Even though many parts of the world are embracing wearable technology as a great way to improve fitness, efficiency and keep an eye on children and pets, there is one region which has shown a real disdain for it. China, while helping to manufacture many of the world’s most popular wearable devices, has banned the use of any smartwatches or fitness trackers in its army, amid concerns of security risks.
According to reports from one Chinese newspaper (via BBC), a private within the Chinese military received a smartwatch as a birthday present and attempted to use it to take a picture of his friends and fellow soldiers. This didn’t sit well with his higher ups and they quickly questioned whether such easily trackable technology should be allowed within the military, where the location of the soldier and his unit could be vital information that is far too easily accessible. Before long, the government’s agency responsible for national security, issued a statement banning the use of all devices within the army that can record sound or HD video, take photos or process and transmit data over the internet.
Signs and notices have also been issued to army bases around the country, as well as announcements made to various military organisations to make sure everyone knows the new rules in place.
This essentially extends an already existing ban on mobile phones in the Chinese army. In contrast, the British military does not ban such devices, unless soldiers are operating on secretive missions that require a black out of information.
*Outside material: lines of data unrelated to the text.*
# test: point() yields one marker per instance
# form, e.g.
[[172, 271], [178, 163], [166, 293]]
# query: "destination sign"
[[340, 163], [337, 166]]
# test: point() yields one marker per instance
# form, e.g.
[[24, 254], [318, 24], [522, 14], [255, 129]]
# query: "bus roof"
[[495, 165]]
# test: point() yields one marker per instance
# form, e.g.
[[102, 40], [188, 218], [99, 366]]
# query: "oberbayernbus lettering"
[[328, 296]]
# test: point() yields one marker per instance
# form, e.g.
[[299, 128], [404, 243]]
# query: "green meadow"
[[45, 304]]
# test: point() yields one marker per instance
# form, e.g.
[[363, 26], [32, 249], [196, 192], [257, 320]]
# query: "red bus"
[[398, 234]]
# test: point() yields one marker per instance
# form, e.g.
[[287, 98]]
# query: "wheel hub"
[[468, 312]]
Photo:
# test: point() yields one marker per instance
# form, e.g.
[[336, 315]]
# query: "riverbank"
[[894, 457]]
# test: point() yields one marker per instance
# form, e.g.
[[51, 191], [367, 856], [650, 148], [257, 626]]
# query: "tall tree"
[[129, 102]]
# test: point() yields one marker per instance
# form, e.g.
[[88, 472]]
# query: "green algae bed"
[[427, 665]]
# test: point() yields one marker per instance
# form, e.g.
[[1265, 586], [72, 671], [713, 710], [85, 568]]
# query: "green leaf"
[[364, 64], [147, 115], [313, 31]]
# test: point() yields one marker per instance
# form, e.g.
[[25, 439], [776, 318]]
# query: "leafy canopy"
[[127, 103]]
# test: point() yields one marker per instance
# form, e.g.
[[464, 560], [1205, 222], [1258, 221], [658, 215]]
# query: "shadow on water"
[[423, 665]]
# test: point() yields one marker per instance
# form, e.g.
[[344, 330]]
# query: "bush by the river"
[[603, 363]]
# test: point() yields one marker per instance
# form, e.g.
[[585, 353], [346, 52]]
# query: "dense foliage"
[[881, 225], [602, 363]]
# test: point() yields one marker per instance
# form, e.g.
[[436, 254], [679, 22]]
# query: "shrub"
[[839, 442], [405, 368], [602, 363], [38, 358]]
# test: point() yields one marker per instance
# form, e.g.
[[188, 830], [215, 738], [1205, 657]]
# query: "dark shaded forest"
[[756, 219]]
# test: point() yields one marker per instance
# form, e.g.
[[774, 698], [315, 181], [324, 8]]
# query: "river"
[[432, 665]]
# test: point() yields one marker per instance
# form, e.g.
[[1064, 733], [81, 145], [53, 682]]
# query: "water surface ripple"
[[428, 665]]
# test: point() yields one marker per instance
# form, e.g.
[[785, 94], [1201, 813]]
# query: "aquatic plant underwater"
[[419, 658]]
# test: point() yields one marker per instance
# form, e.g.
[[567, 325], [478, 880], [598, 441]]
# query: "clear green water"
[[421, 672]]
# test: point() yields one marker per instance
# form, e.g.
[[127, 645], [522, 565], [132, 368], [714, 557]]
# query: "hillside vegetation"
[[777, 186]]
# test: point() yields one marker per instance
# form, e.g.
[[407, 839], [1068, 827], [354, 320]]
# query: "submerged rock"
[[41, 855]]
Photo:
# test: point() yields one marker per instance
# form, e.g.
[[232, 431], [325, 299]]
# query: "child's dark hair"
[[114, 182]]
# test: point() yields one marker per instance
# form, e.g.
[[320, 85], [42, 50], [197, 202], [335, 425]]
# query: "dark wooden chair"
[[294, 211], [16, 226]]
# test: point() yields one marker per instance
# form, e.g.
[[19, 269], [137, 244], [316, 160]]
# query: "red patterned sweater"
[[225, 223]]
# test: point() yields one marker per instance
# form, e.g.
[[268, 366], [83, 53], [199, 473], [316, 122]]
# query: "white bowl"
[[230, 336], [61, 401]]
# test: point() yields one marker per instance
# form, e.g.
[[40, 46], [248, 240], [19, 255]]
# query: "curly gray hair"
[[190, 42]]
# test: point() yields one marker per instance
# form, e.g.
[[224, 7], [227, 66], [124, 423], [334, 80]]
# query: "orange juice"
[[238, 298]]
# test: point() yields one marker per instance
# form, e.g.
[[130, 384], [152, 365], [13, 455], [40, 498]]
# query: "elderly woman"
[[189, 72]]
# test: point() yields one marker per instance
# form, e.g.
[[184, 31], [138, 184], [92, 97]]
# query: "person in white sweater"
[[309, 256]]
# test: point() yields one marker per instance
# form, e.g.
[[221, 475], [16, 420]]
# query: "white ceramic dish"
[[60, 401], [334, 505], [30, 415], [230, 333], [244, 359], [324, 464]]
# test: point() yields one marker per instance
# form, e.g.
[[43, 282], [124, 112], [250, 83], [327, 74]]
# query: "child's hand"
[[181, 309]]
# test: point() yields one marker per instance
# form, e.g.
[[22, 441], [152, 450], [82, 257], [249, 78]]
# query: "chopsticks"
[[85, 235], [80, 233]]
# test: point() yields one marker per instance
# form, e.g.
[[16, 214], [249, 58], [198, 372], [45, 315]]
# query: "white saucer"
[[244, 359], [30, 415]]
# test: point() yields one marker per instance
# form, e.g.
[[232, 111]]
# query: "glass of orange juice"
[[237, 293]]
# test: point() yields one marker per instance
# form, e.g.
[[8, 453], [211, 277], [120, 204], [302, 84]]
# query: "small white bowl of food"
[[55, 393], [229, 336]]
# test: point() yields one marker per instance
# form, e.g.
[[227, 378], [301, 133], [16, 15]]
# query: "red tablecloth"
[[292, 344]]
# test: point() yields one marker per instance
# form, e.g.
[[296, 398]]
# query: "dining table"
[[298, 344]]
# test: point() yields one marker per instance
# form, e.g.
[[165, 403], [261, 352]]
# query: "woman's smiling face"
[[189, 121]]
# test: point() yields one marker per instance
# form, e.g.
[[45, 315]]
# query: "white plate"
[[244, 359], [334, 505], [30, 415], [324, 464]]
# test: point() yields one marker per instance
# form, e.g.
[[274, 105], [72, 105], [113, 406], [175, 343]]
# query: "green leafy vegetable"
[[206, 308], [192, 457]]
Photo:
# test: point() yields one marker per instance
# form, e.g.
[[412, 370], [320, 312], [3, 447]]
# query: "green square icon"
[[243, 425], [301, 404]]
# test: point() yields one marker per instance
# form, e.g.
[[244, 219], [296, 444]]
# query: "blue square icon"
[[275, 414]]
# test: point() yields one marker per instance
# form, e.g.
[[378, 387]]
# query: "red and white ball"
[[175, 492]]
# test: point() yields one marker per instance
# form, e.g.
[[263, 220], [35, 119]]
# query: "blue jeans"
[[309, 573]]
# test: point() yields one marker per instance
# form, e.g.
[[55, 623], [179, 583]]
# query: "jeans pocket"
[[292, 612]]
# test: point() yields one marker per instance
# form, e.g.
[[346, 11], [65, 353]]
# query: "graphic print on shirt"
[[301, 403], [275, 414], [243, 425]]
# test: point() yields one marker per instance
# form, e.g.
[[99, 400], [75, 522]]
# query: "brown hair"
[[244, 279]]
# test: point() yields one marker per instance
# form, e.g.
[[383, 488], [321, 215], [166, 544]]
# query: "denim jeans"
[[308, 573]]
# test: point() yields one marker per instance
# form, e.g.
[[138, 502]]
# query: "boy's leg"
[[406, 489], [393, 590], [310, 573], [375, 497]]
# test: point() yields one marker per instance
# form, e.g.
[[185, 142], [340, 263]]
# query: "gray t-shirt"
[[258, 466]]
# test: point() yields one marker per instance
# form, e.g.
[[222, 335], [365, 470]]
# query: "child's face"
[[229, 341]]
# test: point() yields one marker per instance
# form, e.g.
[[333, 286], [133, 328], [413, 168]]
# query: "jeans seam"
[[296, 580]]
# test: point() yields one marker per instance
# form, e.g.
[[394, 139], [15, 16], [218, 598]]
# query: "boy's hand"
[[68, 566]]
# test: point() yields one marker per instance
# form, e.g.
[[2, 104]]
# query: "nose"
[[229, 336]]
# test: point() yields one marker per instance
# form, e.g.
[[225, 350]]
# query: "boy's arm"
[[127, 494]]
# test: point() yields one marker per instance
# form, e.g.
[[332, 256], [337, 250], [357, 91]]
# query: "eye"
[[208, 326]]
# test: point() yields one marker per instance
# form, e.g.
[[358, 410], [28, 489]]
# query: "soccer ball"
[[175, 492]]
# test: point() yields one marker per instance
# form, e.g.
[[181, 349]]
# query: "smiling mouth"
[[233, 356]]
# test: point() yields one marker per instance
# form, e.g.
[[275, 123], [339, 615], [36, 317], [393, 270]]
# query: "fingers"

However, it has been suggested that with the personal nature of wearables tracking a lot of in-depth data about people, that military units may revert to their own devices before long, which could provide them with plenty of data on their soldiers, whilst transmitting over secure networks, rather than ones which are used by commercial enterprises.
While the British military seems relatively relaxed about wearables however, many governments and armed forces around the world have tightened up their security since the Edward Snowden leaks in 2013. That goes especially for non-US affiliated nations, which have further distanced themselves from American tech firms just in-case their data is looked over by the NSA or other organisations.